Whether the gold price will remain strong or slip back down to the low point seen late last year remains in the air.
After rallying to US$1300/oz in January, the global spot price began to decline again, dropping to US$1170/oz in early March.
Mr Klein said the global price was unlikely to undergo major gains, but the future looked positive for Australian gold producers, thanks to a weaker Australian dollar and better cost conditions in the industry.
“It’s difficult in US dollar terms to see a near-term cap lifts for the gold price; we seem to be in a deflationary environment, the US dollar is strong and the US economy seems to be getting stronger,” he said.
“In Australian dollar terms I’m much more positive – the dollar looks like it has further to go on the downside and it will be very beneficial to us.
“On the cost side, what is bad for the iron ore and coal sector is really good for us; as the heat has come out of those commodities, really gold has been a massive beneficiary.
“Costs in Australia are normalising again after going through a period where they were unsustainably high.”
Despite his confidence and the strong 2014 results, Mr Klein remained wary of Evolution resting on its laurels.
“That’s the trap; it’s what got investors frustrated over the last few years,” he said.
“While we’re winning back their confidence, we need to recognise that confidence is fragile and we have to continue to make ground.
“We’re still in a market where good news is graciously received; bad news is absolutely punished by the market.”
Part of that attempt to regain confidence lies in banking every dollar earned above the company’s expectations; its business plan is set at $1400/oz, and anything above and beyond that is set to go towards reducing debt, investing in exploration or looking at new potential transactions.
Evolution is already reaping benefits of its cost-cutting drive and the elevated gold price.
“The six months under review we didn’t often have discussions about debt payments; we are now having those discussions and talking about repayments, which is very positive,” Mr Klein said.

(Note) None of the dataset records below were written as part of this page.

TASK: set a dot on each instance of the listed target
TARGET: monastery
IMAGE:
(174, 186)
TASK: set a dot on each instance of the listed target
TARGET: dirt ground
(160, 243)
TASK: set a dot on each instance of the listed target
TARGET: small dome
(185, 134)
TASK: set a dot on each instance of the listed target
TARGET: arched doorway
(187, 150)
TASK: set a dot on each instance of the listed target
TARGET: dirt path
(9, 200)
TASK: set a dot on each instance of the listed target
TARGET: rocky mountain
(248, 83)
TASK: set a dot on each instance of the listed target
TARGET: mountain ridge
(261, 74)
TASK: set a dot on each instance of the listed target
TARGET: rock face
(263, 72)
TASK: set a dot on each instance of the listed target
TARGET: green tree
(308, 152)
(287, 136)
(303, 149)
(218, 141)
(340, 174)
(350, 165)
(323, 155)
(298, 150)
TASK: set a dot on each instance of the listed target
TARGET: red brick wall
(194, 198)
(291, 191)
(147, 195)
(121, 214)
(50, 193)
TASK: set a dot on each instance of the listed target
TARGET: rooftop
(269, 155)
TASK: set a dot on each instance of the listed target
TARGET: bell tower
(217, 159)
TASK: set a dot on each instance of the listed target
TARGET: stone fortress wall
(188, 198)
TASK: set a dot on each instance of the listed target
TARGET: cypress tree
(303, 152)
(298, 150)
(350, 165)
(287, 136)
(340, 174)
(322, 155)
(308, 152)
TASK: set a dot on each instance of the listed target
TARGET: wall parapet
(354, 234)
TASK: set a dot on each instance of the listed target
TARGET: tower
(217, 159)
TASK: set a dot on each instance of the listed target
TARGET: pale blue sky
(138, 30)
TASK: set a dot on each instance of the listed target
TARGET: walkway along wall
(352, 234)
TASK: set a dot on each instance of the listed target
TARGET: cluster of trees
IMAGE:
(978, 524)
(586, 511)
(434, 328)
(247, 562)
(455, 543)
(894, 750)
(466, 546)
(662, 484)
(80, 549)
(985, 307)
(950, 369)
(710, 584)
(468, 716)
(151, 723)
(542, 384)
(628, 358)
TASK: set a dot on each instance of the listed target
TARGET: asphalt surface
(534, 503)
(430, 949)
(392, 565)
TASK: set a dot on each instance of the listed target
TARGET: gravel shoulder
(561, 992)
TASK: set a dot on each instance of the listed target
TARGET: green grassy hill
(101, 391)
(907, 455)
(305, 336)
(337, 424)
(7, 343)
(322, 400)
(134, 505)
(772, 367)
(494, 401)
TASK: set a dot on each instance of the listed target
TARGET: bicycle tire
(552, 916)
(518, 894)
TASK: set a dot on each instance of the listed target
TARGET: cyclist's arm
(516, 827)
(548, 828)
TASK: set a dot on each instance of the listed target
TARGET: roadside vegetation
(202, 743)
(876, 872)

“We are looking very actively at deals which will improve the quality of our portfolio – the operations have put us in a very good position to be able to be active, they are the enabler for us to be able to do deals.”

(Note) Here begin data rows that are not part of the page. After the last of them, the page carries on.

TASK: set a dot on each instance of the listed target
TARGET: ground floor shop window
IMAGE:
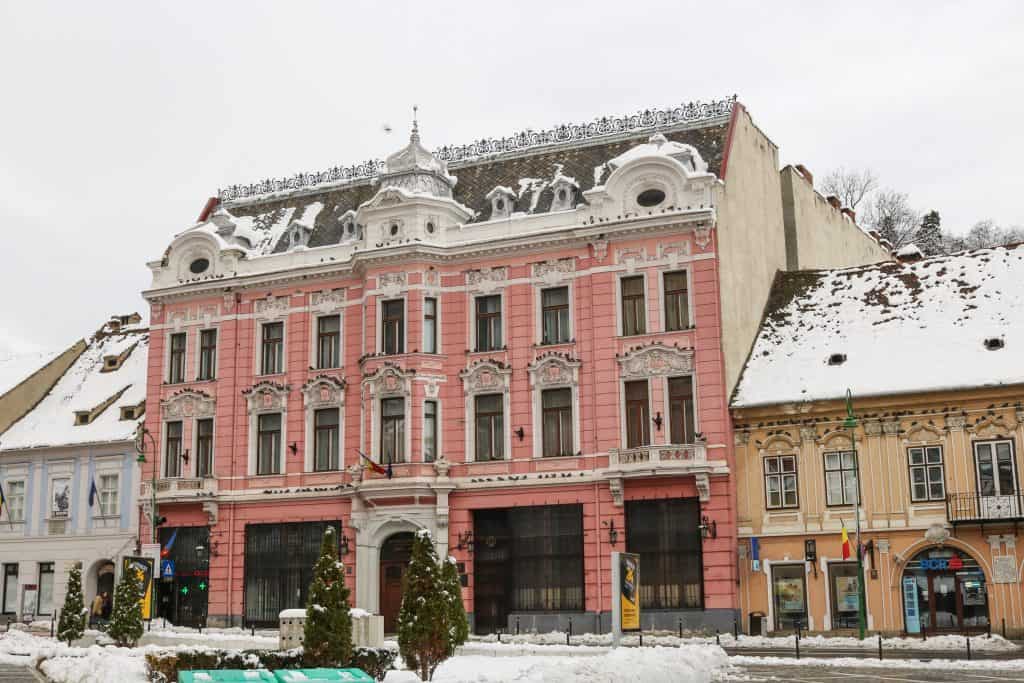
(526, 559)
(944, 590)
(667, 535)
(788, 590)
(279, 565)
(843, 590)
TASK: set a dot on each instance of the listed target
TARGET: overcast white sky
(119, 120)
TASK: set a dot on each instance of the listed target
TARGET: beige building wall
(899, 527)
(819, 235)
(751, 241)
(24, 396)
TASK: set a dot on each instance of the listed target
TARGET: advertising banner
(143, 566)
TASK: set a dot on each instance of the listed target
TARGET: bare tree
(850, 186)
(890, 213)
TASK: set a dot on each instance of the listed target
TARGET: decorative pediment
(655, 360)
(485, 376)
(389, 380)
(554, 271)
(267, 397)
(554, 370)
(270, 307)
(188, 403)
(324, 391)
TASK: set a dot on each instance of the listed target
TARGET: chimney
(807, 174)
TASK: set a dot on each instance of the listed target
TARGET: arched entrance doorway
(944, 590)
(395, 552)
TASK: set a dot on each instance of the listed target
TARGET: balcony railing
(658, 456)
(979, 509)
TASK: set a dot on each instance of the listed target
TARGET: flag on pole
(371, 465)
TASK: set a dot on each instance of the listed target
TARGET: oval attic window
(650, 198)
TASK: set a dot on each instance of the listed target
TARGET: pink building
(536, 336)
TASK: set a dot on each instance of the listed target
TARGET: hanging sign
(143, 567)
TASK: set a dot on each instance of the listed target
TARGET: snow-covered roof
(15, 368)
(84, 388)
(944, 323)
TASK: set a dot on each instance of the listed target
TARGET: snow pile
(85, 388)
(896, 325)
(653, 665)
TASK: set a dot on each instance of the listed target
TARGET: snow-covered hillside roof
(84, 388)
(944, 323)
(15, 368)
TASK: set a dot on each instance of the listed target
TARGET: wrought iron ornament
(646, 120)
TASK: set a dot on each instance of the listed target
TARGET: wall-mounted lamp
(612, 531)
(465, 542)
(709, 527)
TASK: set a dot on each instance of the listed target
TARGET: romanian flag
(371, 465)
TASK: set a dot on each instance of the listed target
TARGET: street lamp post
(851, 424)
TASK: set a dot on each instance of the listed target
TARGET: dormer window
(502, 200)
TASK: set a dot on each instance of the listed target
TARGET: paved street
(810, 674)
(12, 674)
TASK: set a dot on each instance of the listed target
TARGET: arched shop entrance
(944, 590)
(395, 553)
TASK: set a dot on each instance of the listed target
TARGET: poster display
(629, 578)
(143, 566)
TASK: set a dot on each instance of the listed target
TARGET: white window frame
(473, 346)
(689, 298)
(380, 322)
(620, 319)
(539, 308)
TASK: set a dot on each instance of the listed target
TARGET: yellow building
(933, 353)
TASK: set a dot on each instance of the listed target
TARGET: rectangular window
(556, 408)
(667, 536)
(488, 323)
(634, 315)
(430, 325)
(204, 447)
(392, 430)
(681, 416)
(841, 478)
(637, 414)
(45, 605)
(207, 354)
(15, 501)
(489, 427)
(268, 443)
(928, 479)
(326, 439)
(272, 348)
(172, 452)
(780, 482)
(328, 341)
(429, 431)
(109, 485)
(393, 327)
(9, 589)
(555, 313)
(677, 304)
(176, 374)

Evolution’s push for a leaner, more cost-effective business has been attempted across the gold industry in a bid to remain globally competitive, and Mr Klein said Australia was beginning to reclaim its competitive position.
“Over the last decade we’ve largely become uncompetitive on a relative basis; as costs have gone up, as the Aussie dollar did appreciate, and we went from a lowest-quartile producer in the early 2000s to highest quartile last year,” he said.
“It’s regaining its position, rather than regained its position. Reputation takes a long time to build up but is lost quickly; to really get investor interest again in the space we need a more sustained period of delivery.
“We need to make sure that we continue to maintain the rage and not slip back into the habits which resulted in the Australian gold sector losing its competitive edge.”